……心静。”
巴刀鱼不说话了。
他自己也感觉到了。这段时间做菜,有些菜出锅的时候,会“叮”地响那么一下,轻得几乎听不见。可每次响完之后,吃菜的人都会发一阵呆,然后整个人就松快了。他一直以为是自己的错觉,如今被娃娃鱼点破,倒有几分不自在。
“我爹到底留了啥,我也不稀罕。”巴刀鱼把水喝完,往旁边一搁,“但这帮人既然冲我身边人下手,那我也不能再缩着。明早我去菜市场,先把那锅脏东西炼了。然后去找第一块镇界鼎心。管他是遗产还是笑话,先拿回来瞧瞧。”
娃娃鱼点点头,又把头靠在他肩上,声音轻得像是从很远的地方飘来:“巴哥,不管发生啥,我都跟你一块儿。”
巴刀鱼没动,只是“嗯”了一声。
天蒙蒙亮的时候,巴刀鱼就醒了。说是醒,其实压根没怎么睡。他洗了把脸,从冰箱里翻出两个剩馒头,就着昨晚的酸菜鱼头汤热了热,囫囵吞下去,便出门去了菜市场。
菜市场已经热闹起来了。卖菜的大妈扯着嗓子吆喝,卖鱼的汉子挥着刀“啪啪”拍鱼,空气里弥漫着鱼腥味、烂菜叶味和廉价香辛料混在一起的气味。这地方巴刀鱼天天来,闭着眼都能摸到最里头那家老姜摊。

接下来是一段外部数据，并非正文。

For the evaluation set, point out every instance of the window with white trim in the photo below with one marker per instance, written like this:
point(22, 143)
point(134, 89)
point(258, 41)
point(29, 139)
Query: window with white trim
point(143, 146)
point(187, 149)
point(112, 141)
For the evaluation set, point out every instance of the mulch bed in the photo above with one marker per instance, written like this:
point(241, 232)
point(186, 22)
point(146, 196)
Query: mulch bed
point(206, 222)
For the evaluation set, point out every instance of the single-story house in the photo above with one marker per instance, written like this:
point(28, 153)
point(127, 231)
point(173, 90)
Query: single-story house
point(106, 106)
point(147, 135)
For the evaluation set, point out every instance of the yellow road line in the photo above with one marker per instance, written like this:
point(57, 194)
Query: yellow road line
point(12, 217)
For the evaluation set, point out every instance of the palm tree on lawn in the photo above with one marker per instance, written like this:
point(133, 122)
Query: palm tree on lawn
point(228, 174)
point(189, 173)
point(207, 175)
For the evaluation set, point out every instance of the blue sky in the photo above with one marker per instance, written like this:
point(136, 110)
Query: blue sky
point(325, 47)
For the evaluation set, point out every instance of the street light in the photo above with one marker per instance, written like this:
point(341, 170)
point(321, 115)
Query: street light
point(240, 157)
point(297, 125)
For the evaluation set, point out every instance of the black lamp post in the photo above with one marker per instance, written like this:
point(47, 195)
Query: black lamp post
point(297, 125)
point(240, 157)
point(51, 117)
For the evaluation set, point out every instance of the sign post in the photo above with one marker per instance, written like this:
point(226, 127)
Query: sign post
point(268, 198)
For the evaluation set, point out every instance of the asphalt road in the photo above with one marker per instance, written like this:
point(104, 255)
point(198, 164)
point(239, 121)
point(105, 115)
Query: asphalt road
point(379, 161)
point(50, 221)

他买了两斤老姜,一斤红皮蒜,又去香料铺称了半两纯正的野花椒,花了不到一百块钱。往回走的时候,经过一个卖活鸡的摊子,那笼子里的公鸡忽然发疯似地扑腾起来,鸡冠子涨得发紫,冲着巴刀鱼“喔喔”直叫。卖鸡的老头脸都绿了,一边按鸡一边骂:“今儿这鸡都中邪了,天没亮就叫,叫得我脑仁疼。”
巴刀鱼脚步顿了顿。他盯着那只公鸡看了几秒,忽然开口:“大爷,这鸡卖我一只,要最凶的那只。”
老头像看怪物似地看着他:“你这后生,人家买鸡图个肥,你图个凶?”
“凶好。”巴刀鱼笑了笑,“凶的能镇宅。”
回到店里,酸菜汤和娃娃鱼也起来了。巴刀鱼把鸡拴在后院,然后搬出那个瓦罐,又找来个破陶盆,把姜、蒜、花椒按一定比例铺在盆底。接着,他把瓦罐里的灰白汤块小心倒进陶盆,再把那公鸡抓过来,一掐鸡冠子,挤出几滴鲜红鸡血,滴进汤里。
“兹啦”一声,汤面像被泼了滚油,猛地翻腾起来,大量灰白色蒸汽往外冒,腥臭无比,熏得酸菜汤直往后退:“我草,这味儿比化粪池还冲!”